They peeped in at the door and saw that Mr. Reynolds was, as David had said, standing at the bench, busy as ever, with a tool in his hand. He was handling the wrench awkwardly, as though his fingers had not much strength, but he appeared intent and absorbed, almost himself again.

Elizabeth, nevertheless, was not satisfied. She could not believe that any one so stricken as had been Mr. Reynolds an hour before, could have really recovered so quickly. Rather shyly she suggested that she should stay all night, "just so that you will not be all alone, if he should be ill again," as she told Miss Miranda, and, on her friend's relieved acceptance of the suggestion, was glad that she had offered. David went across the hill to get the things that she had telephoned to Anna to pack, while Betsey mounted the stairs with Miss Miranda to prepare a sleeping place.

"We have so few guests that I have no regular spare bedroom," her hostess explained. "If you do not mind, you will have to sleep on the couch here beside the toy-cupboard."

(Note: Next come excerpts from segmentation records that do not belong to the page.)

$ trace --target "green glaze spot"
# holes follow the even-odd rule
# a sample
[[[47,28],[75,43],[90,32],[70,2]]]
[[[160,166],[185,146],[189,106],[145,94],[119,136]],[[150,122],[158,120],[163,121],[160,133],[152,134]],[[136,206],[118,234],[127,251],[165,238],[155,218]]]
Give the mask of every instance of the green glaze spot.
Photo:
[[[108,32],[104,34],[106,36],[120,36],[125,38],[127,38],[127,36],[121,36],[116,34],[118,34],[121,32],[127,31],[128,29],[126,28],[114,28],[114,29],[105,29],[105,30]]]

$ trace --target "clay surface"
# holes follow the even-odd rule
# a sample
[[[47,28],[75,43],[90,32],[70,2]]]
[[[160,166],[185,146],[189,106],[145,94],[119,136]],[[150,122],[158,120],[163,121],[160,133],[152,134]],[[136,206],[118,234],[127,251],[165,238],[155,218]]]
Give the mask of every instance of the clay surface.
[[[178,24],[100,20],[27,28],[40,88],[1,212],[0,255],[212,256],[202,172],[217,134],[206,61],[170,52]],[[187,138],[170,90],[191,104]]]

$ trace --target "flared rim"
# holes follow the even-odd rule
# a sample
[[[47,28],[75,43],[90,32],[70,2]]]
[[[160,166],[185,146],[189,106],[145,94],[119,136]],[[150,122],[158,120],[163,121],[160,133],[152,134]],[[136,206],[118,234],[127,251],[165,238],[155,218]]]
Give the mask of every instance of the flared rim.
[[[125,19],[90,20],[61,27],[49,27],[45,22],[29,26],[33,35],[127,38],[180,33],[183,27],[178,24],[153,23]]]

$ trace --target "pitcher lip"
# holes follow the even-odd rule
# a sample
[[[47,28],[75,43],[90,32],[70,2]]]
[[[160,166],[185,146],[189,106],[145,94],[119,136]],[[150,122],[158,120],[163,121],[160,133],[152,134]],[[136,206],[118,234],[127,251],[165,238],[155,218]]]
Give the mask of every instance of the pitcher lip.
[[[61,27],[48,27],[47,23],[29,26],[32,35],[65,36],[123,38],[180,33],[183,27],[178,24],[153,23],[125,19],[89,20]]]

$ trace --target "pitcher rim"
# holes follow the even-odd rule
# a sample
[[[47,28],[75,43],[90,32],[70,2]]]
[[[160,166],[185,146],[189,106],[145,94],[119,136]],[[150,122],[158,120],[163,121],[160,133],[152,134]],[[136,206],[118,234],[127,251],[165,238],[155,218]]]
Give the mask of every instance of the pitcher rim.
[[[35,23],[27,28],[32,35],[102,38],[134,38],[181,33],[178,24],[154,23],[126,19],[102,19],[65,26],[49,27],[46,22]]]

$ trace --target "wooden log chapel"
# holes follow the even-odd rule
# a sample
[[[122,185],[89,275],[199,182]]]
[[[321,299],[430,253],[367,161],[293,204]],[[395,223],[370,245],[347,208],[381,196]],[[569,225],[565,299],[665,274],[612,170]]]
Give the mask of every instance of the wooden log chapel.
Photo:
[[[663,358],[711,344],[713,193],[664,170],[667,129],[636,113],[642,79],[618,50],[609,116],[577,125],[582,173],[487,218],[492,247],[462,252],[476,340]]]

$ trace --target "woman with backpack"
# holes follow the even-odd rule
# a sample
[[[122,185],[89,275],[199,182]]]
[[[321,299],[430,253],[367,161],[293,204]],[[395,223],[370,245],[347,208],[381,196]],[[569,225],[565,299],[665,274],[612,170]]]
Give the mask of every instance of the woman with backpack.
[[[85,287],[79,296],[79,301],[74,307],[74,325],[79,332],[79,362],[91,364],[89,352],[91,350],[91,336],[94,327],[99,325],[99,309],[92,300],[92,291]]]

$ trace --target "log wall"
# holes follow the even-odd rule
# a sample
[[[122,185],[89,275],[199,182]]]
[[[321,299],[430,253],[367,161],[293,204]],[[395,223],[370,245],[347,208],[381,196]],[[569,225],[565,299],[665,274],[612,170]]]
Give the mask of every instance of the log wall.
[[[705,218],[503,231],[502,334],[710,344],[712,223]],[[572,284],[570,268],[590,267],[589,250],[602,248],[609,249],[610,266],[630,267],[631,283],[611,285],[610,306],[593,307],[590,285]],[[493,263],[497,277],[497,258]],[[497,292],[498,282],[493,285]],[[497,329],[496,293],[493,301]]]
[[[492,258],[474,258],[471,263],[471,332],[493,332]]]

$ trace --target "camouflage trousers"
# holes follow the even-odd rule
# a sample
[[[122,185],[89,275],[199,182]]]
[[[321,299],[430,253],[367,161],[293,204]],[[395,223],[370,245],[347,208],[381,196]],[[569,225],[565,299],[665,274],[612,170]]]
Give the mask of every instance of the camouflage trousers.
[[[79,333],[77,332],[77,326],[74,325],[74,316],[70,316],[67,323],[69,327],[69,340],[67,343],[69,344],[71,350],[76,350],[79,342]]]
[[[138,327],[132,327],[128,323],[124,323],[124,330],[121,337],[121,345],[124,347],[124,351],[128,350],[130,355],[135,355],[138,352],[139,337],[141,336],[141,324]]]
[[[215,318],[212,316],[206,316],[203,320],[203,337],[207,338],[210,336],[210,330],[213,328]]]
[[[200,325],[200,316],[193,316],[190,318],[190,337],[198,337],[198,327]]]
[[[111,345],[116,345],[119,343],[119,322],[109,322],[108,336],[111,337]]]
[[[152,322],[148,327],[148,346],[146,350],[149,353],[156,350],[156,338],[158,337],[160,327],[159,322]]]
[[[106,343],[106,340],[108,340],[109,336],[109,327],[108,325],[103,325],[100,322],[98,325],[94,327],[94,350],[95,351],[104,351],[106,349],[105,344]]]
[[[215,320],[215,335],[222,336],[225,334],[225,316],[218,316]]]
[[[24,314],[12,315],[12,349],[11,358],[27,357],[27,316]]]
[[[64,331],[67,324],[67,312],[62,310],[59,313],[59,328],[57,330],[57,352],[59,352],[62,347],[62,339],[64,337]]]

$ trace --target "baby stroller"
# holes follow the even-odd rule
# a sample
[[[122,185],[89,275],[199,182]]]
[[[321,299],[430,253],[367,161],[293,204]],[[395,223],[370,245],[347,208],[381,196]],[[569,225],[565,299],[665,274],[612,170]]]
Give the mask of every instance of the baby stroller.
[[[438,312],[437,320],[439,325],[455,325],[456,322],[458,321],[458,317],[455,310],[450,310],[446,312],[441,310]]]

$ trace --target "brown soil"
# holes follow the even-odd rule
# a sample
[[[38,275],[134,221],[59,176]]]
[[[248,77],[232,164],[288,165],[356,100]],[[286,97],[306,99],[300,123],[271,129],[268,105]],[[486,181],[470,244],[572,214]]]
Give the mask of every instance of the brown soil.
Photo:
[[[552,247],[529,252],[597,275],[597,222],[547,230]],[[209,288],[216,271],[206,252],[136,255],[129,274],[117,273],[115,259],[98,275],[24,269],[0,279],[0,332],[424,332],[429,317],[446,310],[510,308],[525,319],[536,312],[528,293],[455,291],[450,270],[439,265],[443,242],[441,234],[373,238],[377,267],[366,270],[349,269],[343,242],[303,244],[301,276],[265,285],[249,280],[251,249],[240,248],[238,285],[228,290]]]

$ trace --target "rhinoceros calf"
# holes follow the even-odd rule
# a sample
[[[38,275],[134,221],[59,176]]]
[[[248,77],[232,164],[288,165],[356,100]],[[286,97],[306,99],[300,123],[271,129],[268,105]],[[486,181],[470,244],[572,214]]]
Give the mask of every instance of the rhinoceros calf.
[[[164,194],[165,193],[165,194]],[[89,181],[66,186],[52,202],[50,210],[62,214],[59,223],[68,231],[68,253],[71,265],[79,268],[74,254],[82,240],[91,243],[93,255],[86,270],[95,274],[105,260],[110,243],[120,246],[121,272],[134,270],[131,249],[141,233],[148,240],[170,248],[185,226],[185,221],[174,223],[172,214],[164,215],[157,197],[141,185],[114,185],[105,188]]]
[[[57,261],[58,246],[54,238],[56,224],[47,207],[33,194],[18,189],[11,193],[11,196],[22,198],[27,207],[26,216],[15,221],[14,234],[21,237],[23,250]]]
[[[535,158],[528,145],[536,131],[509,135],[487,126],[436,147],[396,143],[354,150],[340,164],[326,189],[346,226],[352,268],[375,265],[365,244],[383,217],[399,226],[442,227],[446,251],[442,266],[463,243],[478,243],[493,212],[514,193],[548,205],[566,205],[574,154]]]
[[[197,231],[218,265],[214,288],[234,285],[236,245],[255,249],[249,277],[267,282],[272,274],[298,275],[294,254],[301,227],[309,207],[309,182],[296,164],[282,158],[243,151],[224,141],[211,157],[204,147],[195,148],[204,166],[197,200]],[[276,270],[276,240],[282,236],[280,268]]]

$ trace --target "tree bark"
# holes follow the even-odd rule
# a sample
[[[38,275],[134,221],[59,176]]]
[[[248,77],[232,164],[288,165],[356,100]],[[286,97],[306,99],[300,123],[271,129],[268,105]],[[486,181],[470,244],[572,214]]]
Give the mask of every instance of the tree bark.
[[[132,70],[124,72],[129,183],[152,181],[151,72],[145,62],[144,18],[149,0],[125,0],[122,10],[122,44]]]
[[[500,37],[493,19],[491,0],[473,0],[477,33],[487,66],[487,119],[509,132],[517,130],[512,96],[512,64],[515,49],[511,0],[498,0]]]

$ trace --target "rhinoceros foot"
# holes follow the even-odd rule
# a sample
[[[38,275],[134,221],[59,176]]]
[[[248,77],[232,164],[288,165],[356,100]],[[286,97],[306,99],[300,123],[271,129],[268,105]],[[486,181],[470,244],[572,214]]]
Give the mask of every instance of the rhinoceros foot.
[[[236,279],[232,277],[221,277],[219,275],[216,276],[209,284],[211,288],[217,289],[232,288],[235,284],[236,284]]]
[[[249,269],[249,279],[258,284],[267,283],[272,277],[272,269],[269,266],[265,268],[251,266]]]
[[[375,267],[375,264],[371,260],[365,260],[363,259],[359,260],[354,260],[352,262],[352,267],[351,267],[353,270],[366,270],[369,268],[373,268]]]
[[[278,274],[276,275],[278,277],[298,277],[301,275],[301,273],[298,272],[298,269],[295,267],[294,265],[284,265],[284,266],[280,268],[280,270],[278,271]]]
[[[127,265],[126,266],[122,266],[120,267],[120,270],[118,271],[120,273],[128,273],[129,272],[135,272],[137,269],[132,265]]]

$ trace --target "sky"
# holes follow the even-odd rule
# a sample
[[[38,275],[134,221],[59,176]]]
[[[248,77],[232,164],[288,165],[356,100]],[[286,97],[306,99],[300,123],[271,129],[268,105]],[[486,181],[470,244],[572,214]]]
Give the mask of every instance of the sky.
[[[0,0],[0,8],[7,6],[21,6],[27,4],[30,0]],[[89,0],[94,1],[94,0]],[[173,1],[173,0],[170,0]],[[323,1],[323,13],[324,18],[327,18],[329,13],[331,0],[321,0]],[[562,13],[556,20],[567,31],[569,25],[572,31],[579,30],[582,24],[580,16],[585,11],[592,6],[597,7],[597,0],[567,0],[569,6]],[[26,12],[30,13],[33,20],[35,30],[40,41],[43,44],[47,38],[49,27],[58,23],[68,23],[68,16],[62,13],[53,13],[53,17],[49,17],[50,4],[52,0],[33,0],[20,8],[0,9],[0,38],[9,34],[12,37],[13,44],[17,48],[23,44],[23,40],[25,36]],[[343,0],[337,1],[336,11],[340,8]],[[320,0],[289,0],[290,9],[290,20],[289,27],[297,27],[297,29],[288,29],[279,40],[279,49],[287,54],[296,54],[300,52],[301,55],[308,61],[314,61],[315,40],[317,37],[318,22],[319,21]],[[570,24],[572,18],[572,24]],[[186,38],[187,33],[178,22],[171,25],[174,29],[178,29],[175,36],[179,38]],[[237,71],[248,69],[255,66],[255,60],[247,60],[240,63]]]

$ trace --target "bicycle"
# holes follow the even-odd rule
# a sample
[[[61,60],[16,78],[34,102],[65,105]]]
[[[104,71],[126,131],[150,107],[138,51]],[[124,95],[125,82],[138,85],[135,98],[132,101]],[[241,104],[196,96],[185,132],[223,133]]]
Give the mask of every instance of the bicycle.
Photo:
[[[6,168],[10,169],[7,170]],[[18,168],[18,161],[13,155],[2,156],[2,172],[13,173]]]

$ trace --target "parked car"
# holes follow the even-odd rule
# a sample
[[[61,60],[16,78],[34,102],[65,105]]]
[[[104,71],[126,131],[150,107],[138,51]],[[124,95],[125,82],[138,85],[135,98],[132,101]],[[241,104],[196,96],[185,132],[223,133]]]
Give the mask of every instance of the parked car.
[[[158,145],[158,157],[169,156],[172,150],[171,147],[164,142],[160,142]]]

Later, as she went to and fro about the house, Elizabeth peeped in more than once to see how Mr. Reynolds was faring in the workshop. She stood at the door, not daring to speak or to disturb him, so busy did he seem. His face looked white, deeply lined and very tired; never had he appeared to her so really old. He was toiling very earnestly so that she felt sure he must be gaining some comfort from his work. Once, however, when she looked in she did not see him. The far corners of the room were so very dim that he might be there among the shadows, but she did not like to go in to make sure. Miss Miranda called her for something at that moment and kept her longer than she expected. Later, when she went back to make sure of his absence before she mentioned it, she saw that he was at work again by the bench and she began to believe that she must have been mistaken. He was standing beneath the light, putting away a great array of tools in a drawer.

David, returning from his errand, came whistling up to the door.

"Are you sure you do not need a doctor?" he inquired anxiously.

Miss Miranda was certain that a doctor would only disturb and upset her father. She had broached the subject to him earlier and had found the idea so distressed him, that she had given it up.

"I met Michael when I came through the garden," David told Betsey, "and when I let him know what had happened he seemed dreadfully upset. He just sat down on the bench and groaned out, 'I knew that fellow would be coming here to make some mischief, but I never knew quite what it would be. And with me watching and watching for him, he slipped in just the same. I was certain just some such unlucky thing would happen, I have been feeling it this long time back.' Poor Michael, he will probably be saying charms and repeating spells for good luck all night now."

"Did you stay long enough on the wall to—to see anything?" Betsey asked hesitatingly.

"No," he answered, "I waited minute after minute, but the Thing was so slow, and what you said had worried me too, so in the end I came away. I will have to try again."

It was very late, so that David, after some lingering and wishing that he could be of service, took his leave, Betsey walking with him as far as the gate. Here, in the moonlight they came upon Michael, sitting on a three-legged stool, his pipe in his hand and the collar of his worn coat turned up against the dews of the spring night.

"It is best that I should just wait here for a while," he explained. "I heard a step in the lane and was afraid that blackguard might be back again. Ah, what did I tell you?"

For a figure had come into the moonlit open and Donald Reynolds had laid a hand on the gate.

"You will not be entering here, sir," declared Michael severely. "You have lived up, this night, to what I always thought of you, but you have had your fling and done your work and that has been enough."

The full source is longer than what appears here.